Now, let’s start thinking like economists, GOOG mostly applies business activities on an industrial scale — if we look at the oil drilling business, the railway transport business, massive amount of capital outlay, it’s about efficiency, it’s about applying capital at scale. GOOG is not a startup, it has predictable cash flow, it can support exploratory activities like Google X, like Waymo, that balloon internet article is an example. But then, there are rocket startups, whose SKUs are $5M per item https://youtu.be/jKvZPpdGjiM?t=15m25s so maybe startups can also be capital intensive?

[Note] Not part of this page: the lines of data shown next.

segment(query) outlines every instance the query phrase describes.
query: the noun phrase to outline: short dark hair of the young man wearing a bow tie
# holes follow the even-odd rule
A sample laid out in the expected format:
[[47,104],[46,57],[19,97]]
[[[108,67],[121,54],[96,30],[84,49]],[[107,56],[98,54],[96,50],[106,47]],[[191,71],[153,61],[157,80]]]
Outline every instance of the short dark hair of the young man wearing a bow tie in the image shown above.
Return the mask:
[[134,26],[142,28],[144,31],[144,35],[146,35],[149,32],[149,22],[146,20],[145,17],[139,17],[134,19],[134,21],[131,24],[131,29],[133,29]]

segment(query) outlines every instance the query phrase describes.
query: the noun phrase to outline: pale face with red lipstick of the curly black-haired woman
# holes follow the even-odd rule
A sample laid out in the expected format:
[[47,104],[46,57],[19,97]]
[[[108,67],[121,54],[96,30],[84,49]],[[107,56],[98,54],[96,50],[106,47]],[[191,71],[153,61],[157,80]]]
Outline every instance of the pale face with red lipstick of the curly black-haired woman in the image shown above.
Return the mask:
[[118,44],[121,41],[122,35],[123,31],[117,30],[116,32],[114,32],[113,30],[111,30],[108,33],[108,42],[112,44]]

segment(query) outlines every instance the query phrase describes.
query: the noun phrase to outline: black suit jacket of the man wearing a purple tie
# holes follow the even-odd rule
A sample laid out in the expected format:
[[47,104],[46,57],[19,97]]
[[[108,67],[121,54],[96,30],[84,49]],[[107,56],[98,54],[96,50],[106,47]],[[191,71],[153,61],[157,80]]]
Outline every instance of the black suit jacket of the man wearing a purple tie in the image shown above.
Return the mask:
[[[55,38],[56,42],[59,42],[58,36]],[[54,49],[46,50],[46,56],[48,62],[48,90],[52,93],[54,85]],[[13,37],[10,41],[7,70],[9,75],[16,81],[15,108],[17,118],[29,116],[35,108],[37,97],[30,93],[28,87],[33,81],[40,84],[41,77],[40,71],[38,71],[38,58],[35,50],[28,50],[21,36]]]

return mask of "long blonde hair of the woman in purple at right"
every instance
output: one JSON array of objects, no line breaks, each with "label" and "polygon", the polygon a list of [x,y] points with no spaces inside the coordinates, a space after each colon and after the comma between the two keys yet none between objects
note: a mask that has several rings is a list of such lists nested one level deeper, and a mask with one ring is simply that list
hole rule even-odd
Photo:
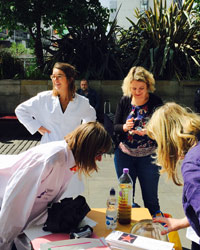
[{"label": "long blonde hair of the woman in purple at right", "polygon": [[200,116],[188,108],[169,102],[158,108],[147,126],[147,135],[156,140],[156,163],[176,185],[181,185],[177,164],[195,146],[200,135]]}]

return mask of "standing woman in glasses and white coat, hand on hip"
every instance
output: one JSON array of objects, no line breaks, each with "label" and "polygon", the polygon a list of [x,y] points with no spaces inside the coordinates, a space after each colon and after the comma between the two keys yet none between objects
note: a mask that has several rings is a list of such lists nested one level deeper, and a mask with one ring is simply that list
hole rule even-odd
[{"label": "standing woman in glasses and white coat, hand on hip", "polygon": [[34,134],[42,135],[41,143],[63,140],[81,123],[96,121],[96,111],[87,98],[76,94],[75,68],[57,62],[51,75],[53,90],[43,91],[15,109],[18,120]]}]

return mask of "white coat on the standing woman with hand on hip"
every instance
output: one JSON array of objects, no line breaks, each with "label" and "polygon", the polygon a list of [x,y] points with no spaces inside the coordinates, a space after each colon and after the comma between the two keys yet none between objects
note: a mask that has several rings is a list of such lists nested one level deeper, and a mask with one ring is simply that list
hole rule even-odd
[{"label": "white coat on the standing woman with hand on hip", "polygon": [[41,143],[63,140],[81,123],[96,121],[96,111],[87,98],[75,94],[63,113],[59,98],[52,96],[52,91],[41,92],[19,104],[15,113],[31,134],[41,126],[51,131],[42,136]]}]

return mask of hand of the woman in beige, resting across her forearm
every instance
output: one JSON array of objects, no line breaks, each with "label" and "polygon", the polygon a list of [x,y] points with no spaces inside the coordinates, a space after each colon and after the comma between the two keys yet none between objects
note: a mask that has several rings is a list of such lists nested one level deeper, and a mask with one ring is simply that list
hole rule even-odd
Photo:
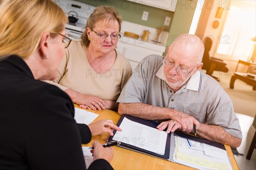
[{"label": "hand of the woman in beige, resting across her forearm", "polygon": [[93,95],[78,94],[73,100],[74,103],[79,104],[79,107],[83,109],[102,110],[105,109],[105,102]]}]

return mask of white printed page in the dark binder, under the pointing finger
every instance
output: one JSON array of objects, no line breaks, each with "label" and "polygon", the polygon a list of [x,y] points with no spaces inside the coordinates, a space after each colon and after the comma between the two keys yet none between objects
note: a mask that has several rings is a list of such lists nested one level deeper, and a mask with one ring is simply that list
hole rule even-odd
[{"label": "white printed page in the dark binder, under the pointing finger", "polygon": [[119,126],[122,132],[116,131],[113,140],[164,155],[167,133],[153,127],[124,118]]}]

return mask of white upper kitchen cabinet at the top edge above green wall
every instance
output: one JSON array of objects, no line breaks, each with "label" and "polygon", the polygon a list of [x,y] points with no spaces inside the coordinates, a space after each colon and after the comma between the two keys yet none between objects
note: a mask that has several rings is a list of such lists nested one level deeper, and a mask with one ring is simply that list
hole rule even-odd
[{"label": "white upper kitchen cabinet at the top edge above green wall", "polygon": [[160,9],[175,12],[177,0],[128,0],[143,5],[153,6]]}]

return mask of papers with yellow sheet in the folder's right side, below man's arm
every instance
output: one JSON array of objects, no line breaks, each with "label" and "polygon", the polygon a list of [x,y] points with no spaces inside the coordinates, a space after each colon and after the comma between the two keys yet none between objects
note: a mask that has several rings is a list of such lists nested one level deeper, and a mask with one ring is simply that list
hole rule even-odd
[{"label": "papers with yellow sheet in the folder's right side, below man's arm", "polygon": [[175,136],[173,160],[200,170],[232,170],[226,150]]}]

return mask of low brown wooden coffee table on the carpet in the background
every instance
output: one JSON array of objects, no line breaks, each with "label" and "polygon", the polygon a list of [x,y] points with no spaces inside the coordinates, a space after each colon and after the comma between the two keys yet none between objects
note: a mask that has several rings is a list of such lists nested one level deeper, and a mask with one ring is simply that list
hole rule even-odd
[{"label": "low brown wooden coffee table on the carpet in the background", "polygon": [[250,78],[246,73],[241,72],[234,72],[234,75],[230,79],[230,89],[234,89],[234,83],[236,79],[244,81],[245,83],[253,86],[253,90],[256,90],[256,79]]}]

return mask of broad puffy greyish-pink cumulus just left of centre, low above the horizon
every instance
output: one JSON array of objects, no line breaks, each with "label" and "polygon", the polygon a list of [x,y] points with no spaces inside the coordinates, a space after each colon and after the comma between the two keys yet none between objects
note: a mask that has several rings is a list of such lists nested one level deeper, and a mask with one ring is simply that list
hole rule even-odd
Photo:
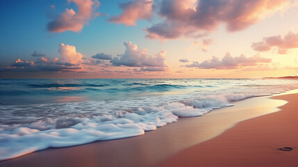
[{"label": "broad puffy greyish-pink cumulus just left of centre, low above the horizon", "polygon": [[158,67],[166,67],[165,65],[165,56],[167,54],[166,51],[160,51],[158,54],[154,56],[148,55],[147,49],[138,49],[137,45],[133,45],[131,42],[124,42],[124,46],[126,50],[124,54],[119,55],[112,60],[110,63],[114,66],[128,66],[128,67],[156,67],[156,68],[148,68],[151,69],[161,69]]}]

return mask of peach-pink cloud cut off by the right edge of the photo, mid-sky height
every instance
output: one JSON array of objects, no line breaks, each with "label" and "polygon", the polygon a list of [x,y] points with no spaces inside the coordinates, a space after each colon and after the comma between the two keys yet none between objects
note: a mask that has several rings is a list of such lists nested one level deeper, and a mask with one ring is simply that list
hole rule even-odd
[{"label": "peach-pink cloud cut off by the right edge of the photo, mid-sky height", "polygon": [[265,37],[260,42],[252,43],[251,47],[256,51],[270,51],[273,47],[276,47],[278,54],[288,54],[289,49],[298,48],[298,33],[290,31],[283,38],[281,35]]}]

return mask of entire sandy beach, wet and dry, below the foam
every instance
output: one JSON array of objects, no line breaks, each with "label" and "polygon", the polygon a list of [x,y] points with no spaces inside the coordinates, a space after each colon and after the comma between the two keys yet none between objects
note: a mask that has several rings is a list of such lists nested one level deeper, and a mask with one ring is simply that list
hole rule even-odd
[{"label": "entire sandy beach, wet and dry, below the foam", "polygon": [[[251,98],[142,136],[42,150],[0,166],[295,166],[298,94],[274,99]],[[284,146],[293,150],[277,150]]]}]

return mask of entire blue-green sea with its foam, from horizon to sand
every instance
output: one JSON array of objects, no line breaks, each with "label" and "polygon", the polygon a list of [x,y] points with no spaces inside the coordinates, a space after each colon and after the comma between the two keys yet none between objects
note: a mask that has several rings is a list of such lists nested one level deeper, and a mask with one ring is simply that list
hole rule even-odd
[{"label": "entire blue-green sea with its foam, from horizon to sand", "polygon": [[282,79],[0,79],[0,160],[139,136],[297,88]]}]

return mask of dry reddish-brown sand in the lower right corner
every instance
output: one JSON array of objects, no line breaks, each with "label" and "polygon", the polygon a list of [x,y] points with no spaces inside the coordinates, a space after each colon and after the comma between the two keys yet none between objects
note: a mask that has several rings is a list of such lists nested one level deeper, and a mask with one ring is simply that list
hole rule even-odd
[{"label": "dry reddish-brown sand in the lower right corner", "polygon": [[[298,166],[298,94],[282,111],[238,123],[204,143],[174,154],[157,166]],[[279,148],[290,147],[292,151]]]}]

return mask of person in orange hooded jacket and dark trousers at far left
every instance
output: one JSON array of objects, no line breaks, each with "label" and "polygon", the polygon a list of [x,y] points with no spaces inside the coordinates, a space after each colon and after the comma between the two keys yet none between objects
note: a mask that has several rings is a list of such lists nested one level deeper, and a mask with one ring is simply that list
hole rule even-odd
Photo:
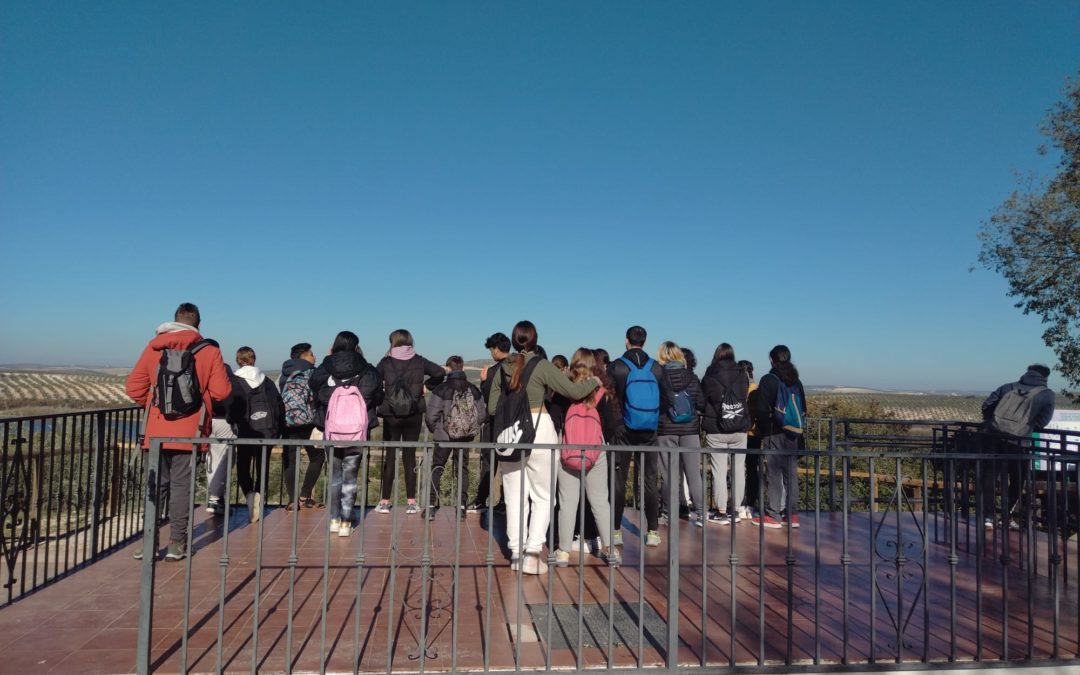
[{"label": "person in orange hooded jacket and dark trousers at far left", "polygon": [[[176,309],[174,321],[158,326],[157,335],[139,355],[135,367],[127,375],[124,389],[135,403],[146,408],[146,433],[143,449],[149,449],[154,437],[208,436],[214,401],[225,401],[232,392],[232,382],[221,360],[221,350],[210,341],[194,354],[194,372],[202,392],[202,407],[179,419],[166,419],[157,401],[154,388],[158,382],[158,366],[162,351],[166,349],[186,350],[202,341],[199,334],[199,308],[184,302]],[[200,423],[202,424],[200,427]],[[191,497],[190,443],[165,443],[161,448],[161,463],[158,468],[158,485],[162,498],[167,495],[170,543],[166,561],[180,561],[187,556],[188,501]],[[200,446],[205,451],[205,446]],[[135,554],[141,558],[141,548]]]}]

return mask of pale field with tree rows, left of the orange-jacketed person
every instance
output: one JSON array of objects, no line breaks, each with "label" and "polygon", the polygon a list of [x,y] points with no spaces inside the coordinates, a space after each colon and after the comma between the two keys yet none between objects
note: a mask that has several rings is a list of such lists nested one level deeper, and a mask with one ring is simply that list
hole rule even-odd
[{"label": "pale field with tree rows, left of the orange-jacketed person", "polygon": [[35,415],[133,405],[124,378],[93,370],[0,370],[0,414]]}]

Larger companies are able to have a multi-year strategic outlook, in terms of tech, or market readiness: https://youtu.be/1QztwBzcVaw Just try to search on LinkedIn, and you’ll see for a single department, say Amazon Alexa, and just count the recruiters, they have 100s! Most startups play at the levels of a KickStarter campaign, but how many failed devices just like Echo you’ve never heard of? To take a historical materialistic point of view, it’s the larger underlying economic trends that have more explanatory power: https://youtu.be/bNpx7gpSqbY more so than the people, and definitely their ideas.

The better question is to ask “How do new startups in Finland or Europe compete with GOOG or AMZN”?